MLS Insider: Tom Bogert

What will Yuya Kubo bring to FC Cincinnati? Versatility and goals

Yuya Kubo - celebrates a goal for Nurnberg

Looking to bounceback from a difficult expansion season, FC Cincinnati have been rebuilding since Gerard Nijkamp took over as general manager during the middle of 2019. Without a great deal of flexibility, he has slowly been tweaking the roster to put his stamp on it.

But Nijkamp's biggest addition so far came last week, when he acquired his first Designated Player: Japanese forward Yuya Kubo.

Kubo, 26, comes from KAA Gent in Belgium and also had stops at German side FC Nuremberg and Swiss club Young Boys after leaving Japan in 2013. He also has 13 caps for the Japanese national team. 

To learn more about Cincy's newest star attacker, spoke with Eye of the Game founder and European club consultant Christian Schaekels as well as Japanese journalist Koki Harada.

What kind of player is Yuya Kubo?

Arriving at Young Boys at just 19-years-old, Kubo quickly became a regular in the side. He appeared in no fewer than 27 matches per season in his three full campaigns with the club, putting him firmly on the radar of other clubs in Europe. 

With a few interested, Kubo ended up with Gent and was a good fit for a ball-dominant side. 

"At the time he was transferred, I was a consultant for Anderlecht and he was on our list of interesting players," said Schaekels. "He was transferred to Gent. And so I knew him very well. What made it interesting for Gent, who liked to control possession, use width and cross the ball, was Kubo's quality to come in full sprint from midfield to finish in the center." 

Kubo was used often as a second striker/No. 10 with Gent, but is also capable of playing center forward and either wing. His best role is up for debate.
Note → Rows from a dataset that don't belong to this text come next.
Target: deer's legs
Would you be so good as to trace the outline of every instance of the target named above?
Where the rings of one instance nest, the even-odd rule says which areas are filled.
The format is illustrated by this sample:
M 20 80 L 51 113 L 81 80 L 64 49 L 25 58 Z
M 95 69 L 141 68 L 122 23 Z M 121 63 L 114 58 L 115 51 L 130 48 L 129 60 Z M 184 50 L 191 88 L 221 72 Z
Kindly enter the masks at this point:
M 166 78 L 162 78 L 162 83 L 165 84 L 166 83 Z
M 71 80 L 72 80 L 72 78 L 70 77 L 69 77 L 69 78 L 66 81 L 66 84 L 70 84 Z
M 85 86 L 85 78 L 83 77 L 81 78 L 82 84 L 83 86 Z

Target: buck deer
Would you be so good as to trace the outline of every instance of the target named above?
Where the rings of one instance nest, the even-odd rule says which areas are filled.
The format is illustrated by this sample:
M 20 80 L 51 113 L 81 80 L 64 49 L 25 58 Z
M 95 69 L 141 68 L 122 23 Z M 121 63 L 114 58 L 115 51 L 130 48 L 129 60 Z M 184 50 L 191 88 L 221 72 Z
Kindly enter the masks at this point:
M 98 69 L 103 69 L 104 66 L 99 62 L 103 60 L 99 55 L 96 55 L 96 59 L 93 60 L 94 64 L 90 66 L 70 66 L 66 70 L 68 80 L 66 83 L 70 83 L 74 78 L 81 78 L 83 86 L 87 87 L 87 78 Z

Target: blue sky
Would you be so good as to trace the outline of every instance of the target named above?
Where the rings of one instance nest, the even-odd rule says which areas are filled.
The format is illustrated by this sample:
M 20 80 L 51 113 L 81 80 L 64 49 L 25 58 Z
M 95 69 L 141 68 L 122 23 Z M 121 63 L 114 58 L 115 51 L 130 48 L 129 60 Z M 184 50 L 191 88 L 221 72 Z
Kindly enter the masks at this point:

“He can play any attacking position, but his best position is as a right winger," said Harada. "He can dribble, is a good shooter and can use both feet.”

Schaekels, meanwhile, sees Kubo's best position as the late-arriving No. 10 he was in Gent. Harada notes his versatility is both a good and bad thing, given he doesn't often get to settle into one position.

In 2018-19 with FC Nuremberg, he started games at five different positions. In 22 appearances, his most-used position was left wing, which he played six times. Meanwhile, from 2017-19 with Gent, he had a bit more positional consistency and enjoyed a good run over a season and a half. Kubo made the vast majority of his appearances between attacking midfield/second striker, with 22 goals and four assists. 

Below is a breakdown of Kubo's goals and attacking play in the 2016-17 season with Gent, which he joined in January, as scouted and compiled by Schaekels and Eye of the Game. 

What will Yuya Kubo bring to FC Cincinnati? Versatility and goals -

Yuya Kubo with Gent in 2016-17 | Scouted and compiled by Eye of the Game

How can he succeed in Cincinnati?

That positional flexibility will be welcomed in Ohio. Cincinnati head coach Ron Jans prefers a 4-3-3 and Kubo gives him options.

After a promising start to his European adventure, Kubo lost steam during his time on loan in the Bundesliga with Nuremberg and then returning to Gent over the summer. As simple as it may sound, regaining confidence in Cincinnati may be key. 

“His confidence is not great right now," Harada explained. "When he was 19 years old, he moved to Young Boys and he improved a lot in a couple years. But when he moved to Germany, he couldn’t adapt to that team and manager. But he’s a calm guy. He doesn’t complain or say his opinion a lot. I don’t know if this is a good point or weak point."

According to Harada, Kubo wasn't released by his club for the 2016 Olympics then surprisingly wasn't selected for Japan's squad at the 2018 World Cup, falling out of favor following a coaching change. He featured in six World Cup qualifiers leading up to the tournament, but last played with the national team in a pair of friendlies a few months before the 2018 World Cup. 

"He was very unlucky to not be able to go to two main tournaments in a row," said Harada. "Then he went to Germany, he lost his confidence. He needed to find a new destination. I think he found a good fit, he’ll have huge motivation in the US.”

Kubo's confidence and motivation will be key factors in if he finds success with FCC. Schaekels noticed the player began sacrificing some defensive work to focus more on attack over the course of his time in Belgium.

"It will depend on the coach, who will agree or not to reduce his defensive work," Schaekels said. "He changed his behavior when he decided it's better he played like a No. 9. Maybe he adapted to the attitude within the team." 

Motivation shouldn't be a problem, with a pathway back into the national team still there for the taking as World Cup qualifying ramps up.

“Kubo still has big potential," Harada said. "If he scores 10 or 15 goals for Cincinnati, I think he’ll come back to the Japanese national team. The aim is Qatar for the World Cup.”